Our History

Old Saint Hilary

Old St. Hilary was originally built as a mission church named for St. Hilaire, Bishop of Poitiers. In 1888, the Archdiocese of San Francisco established the church as a place of worship for local railroad workers. As the Saint Hilary community grew, so did the need for larger facilities. In 1954, parishioners built a new church at our current site on Hilary Drive.

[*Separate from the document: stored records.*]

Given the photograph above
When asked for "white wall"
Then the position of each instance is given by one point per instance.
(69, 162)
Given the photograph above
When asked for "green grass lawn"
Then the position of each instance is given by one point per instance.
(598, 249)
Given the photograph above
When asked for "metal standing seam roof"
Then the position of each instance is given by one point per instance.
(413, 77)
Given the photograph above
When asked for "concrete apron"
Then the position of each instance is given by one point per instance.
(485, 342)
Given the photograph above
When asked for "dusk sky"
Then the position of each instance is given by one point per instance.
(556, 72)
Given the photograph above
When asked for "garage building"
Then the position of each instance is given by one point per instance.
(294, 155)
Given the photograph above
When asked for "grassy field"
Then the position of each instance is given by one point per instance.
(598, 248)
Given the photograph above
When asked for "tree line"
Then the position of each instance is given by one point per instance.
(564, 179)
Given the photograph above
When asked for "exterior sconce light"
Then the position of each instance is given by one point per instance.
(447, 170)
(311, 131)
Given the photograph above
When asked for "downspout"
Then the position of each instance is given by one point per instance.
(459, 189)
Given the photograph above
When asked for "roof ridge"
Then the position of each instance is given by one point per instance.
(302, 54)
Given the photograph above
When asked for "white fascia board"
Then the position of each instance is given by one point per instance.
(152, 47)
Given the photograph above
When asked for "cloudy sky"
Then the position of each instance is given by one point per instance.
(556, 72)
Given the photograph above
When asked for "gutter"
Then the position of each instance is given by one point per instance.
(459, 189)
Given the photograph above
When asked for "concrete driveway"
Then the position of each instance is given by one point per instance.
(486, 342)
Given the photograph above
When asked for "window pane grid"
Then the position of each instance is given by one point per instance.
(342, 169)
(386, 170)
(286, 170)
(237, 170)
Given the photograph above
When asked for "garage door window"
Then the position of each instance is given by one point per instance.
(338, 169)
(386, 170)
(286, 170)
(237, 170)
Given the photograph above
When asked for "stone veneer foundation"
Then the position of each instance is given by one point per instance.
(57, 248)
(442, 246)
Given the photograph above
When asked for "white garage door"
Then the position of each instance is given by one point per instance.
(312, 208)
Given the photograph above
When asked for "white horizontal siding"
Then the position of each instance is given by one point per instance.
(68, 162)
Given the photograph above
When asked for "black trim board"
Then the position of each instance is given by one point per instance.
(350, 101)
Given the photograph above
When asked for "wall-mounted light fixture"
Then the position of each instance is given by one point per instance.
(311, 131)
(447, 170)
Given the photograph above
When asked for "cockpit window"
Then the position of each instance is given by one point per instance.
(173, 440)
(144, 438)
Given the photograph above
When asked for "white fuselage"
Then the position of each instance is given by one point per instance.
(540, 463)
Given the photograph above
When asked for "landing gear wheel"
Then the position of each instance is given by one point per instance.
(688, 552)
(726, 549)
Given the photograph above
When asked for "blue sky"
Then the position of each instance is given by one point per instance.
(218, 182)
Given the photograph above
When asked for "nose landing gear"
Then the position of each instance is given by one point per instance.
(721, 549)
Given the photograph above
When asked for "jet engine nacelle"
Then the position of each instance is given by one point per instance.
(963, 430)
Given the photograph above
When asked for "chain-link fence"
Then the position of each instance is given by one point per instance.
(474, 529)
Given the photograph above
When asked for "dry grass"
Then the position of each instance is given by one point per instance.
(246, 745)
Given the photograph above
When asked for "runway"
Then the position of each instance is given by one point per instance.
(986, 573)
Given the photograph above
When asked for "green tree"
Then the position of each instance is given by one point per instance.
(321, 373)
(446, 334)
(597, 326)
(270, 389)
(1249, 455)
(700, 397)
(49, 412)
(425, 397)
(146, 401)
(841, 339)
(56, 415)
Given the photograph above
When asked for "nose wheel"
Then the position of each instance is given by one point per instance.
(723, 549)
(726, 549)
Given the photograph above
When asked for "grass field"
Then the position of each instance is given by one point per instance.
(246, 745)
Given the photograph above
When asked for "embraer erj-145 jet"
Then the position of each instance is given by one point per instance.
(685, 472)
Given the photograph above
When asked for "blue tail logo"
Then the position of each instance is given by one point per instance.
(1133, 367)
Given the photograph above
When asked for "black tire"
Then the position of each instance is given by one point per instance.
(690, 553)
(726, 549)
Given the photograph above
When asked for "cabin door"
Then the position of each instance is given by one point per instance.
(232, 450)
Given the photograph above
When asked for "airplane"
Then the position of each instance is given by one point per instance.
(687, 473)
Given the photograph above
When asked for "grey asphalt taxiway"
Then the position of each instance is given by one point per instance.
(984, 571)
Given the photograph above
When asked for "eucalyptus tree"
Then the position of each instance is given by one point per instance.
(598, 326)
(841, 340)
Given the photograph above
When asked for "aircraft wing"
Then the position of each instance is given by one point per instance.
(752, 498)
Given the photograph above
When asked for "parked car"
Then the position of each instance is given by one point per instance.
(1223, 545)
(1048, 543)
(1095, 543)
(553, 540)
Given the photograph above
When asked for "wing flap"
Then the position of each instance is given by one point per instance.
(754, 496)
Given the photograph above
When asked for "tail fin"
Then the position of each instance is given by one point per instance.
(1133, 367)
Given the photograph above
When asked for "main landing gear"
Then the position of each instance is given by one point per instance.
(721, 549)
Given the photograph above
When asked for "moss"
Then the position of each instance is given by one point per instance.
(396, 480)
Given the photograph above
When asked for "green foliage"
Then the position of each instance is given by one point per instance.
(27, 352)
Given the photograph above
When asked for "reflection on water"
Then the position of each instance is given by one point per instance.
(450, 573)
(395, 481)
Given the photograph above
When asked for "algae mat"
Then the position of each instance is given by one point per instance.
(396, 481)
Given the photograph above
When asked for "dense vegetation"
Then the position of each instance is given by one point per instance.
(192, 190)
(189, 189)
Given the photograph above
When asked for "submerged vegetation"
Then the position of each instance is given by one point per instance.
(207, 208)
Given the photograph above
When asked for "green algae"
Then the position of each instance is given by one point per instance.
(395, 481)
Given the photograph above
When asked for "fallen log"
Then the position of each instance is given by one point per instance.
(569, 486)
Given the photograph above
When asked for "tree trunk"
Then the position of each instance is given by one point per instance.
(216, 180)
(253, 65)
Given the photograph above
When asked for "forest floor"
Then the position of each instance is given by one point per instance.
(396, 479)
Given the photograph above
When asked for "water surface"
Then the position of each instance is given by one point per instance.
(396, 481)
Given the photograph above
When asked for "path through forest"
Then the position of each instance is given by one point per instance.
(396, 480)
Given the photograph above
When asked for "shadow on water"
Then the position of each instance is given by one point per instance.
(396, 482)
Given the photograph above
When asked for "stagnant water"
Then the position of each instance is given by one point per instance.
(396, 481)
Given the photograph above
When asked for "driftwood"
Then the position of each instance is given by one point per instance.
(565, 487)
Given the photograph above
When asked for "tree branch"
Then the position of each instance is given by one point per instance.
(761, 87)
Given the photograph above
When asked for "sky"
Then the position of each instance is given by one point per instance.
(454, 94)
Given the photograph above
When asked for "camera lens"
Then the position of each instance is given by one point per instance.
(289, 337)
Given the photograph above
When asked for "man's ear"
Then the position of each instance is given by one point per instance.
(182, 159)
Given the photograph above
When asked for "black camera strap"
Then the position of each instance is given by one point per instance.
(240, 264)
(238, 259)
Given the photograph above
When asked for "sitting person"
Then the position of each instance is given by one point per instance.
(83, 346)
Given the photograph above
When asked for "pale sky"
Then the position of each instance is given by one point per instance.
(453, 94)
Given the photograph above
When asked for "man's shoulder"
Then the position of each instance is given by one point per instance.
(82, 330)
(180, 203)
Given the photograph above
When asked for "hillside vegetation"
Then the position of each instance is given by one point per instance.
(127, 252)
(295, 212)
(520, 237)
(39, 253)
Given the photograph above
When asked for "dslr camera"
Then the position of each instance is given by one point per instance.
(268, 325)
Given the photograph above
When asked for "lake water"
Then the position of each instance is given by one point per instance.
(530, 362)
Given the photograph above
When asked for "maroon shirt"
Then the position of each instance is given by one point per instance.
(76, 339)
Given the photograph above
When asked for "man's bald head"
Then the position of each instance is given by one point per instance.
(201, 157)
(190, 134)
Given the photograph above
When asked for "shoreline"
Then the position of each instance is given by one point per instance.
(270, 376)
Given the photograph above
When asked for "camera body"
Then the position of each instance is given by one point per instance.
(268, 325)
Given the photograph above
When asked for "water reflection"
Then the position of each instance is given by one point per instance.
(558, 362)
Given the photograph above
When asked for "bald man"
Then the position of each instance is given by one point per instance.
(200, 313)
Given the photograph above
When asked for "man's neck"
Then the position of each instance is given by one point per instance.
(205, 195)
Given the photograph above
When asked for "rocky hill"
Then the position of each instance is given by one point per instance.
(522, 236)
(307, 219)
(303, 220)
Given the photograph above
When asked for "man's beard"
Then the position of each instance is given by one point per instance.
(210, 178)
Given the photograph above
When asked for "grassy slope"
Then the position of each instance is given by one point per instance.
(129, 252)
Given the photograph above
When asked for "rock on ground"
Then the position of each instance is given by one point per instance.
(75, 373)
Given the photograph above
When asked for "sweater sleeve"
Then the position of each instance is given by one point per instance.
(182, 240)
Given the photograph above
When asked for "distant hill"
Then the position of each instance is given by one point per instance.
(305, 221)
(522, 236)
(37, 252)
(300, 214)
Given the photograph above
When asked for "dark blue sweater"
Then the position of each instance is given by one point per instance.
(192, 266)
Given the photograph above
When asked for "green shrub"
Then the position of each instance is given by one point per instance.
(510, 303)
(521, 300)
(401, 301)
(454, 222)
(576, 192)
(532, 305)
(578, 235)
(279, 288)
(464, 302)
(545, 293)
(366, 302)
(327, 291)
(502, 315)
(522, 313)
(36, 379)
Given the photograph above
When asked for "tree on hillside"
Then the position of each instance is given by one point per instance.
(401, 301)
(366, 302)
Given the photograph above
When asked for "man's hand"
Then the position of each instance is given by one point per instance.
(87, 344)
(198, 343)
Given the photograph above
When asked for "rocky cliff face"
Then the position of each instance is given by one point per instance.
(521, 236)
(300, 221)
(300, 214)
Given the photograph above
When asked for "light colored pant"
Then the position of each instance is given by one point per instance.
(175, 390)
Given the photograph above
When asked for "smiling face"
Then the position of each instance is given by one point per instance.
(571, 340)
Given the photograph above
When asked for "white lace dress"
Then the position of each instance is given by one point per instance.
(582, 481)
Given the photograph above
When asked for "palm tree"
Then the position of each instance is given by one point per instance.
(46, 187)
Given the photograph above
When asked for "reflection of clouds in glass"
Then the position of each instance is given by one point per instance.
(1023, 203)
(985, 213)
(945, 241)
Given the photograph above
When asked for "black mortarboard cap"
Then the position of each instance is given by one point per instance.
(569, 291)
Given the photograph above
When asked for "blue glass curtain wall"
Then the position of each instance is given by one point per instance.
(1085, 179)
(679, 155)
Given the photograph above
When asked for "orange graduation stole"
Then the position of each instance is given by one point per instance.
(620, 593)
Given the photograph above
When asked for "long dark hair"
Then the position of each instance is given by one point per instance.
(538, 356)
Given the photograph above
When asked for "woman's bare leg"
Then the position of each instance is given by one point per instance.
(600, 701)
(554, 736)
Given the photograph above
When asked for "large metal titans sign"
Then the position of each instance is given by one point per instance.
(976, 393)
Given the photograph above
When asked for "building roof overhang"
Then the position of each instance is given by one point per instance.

Saint Hilary School Established in 1963

As the Saint Hilary community grew, so did the need for larger facilities. In 1954, parishioners built a new church on our current site. As the new Saint Hilary Church was completed, there was a strong need for a parish school. Father Forristal, pastor of Saint Hilary Church at the time, invited the Sisters of the Holy Faith to help establish the parish’s school. To answer the call, four Sisters of the Holy Faith came to Saint Hilary to start the school: Sister Mary Athanasius, Sister Johanna Corby (Mary Giovanni), Sister Maura Flynn (Mary Gerard Majella) and Sister Joanne Tierney (Mary Columban). As the first school principal, Sister Mary Athanasius split her time between teaching 3rd grade students and attending to school administrative duties. That first year, there were 93 students in four classes: Grades 1-4. The school grew each year, adding one new class until it was a full elementary school. The legacy rich in Catholic tradition and academic excellence passed on from the Sisters remains strong today.

The Sisters of Holy Faith

  • The Sisters of the Holy Faith were founded in Dublin, Ireland in 1867 by Margaret Aylward under the direction of Rev. John Gowan, C.M.
  • The order was established at a time of political and religious oppression and intense hardship following the Great Famine. Margaret Aylward sought to preserve the gift of faith, particularly in the destitute child, and to educate the poor in order to have fulfillment in life.
  • Saint Brigid’s Orphanage in Dublin, Ireland was founded by Margaret Aylward as she had a profound appreciation of family life, pioneering fosterage for Catholic orphans in a loving home atmosphere. The orphanage served as a long-term family care system, a novel concept at the time.
  • Outside of the orphanage, Margaret Aylward took an active role to seek out appropriate families in the countryside for the orphan children. She traveled the country looking for suitable homes and parents to care for children in need. This family-based foster care system continues today through the Saint Brigid’s Adoption Society.
  • Education as a Core Ministry - For many years, education was the core ministry of the Sisters of the Holy Faith. The ministry opened a number of schools in Dublin with their core principle being to educate the “whole child”. The Sisters also provided food and nourishment for the children to stay healthy and succeed in their studies.

Saint Hilary School Today

Today Saint Hilary School is a thriving school with approximately 255 students from a variety of religious and ethnic backgrounds attending Kindergarten through Grade 8. In 2004, a multi-million dollar facilities upgrade was completed, providing a gymnasium, a new Middle School, a fully equipped science lab, an upgraded library and technology center, and a dedicated art studio.

Our students learn in modern and caring educational environment reflecting a strong sense of community, spirituality, and academic excellence.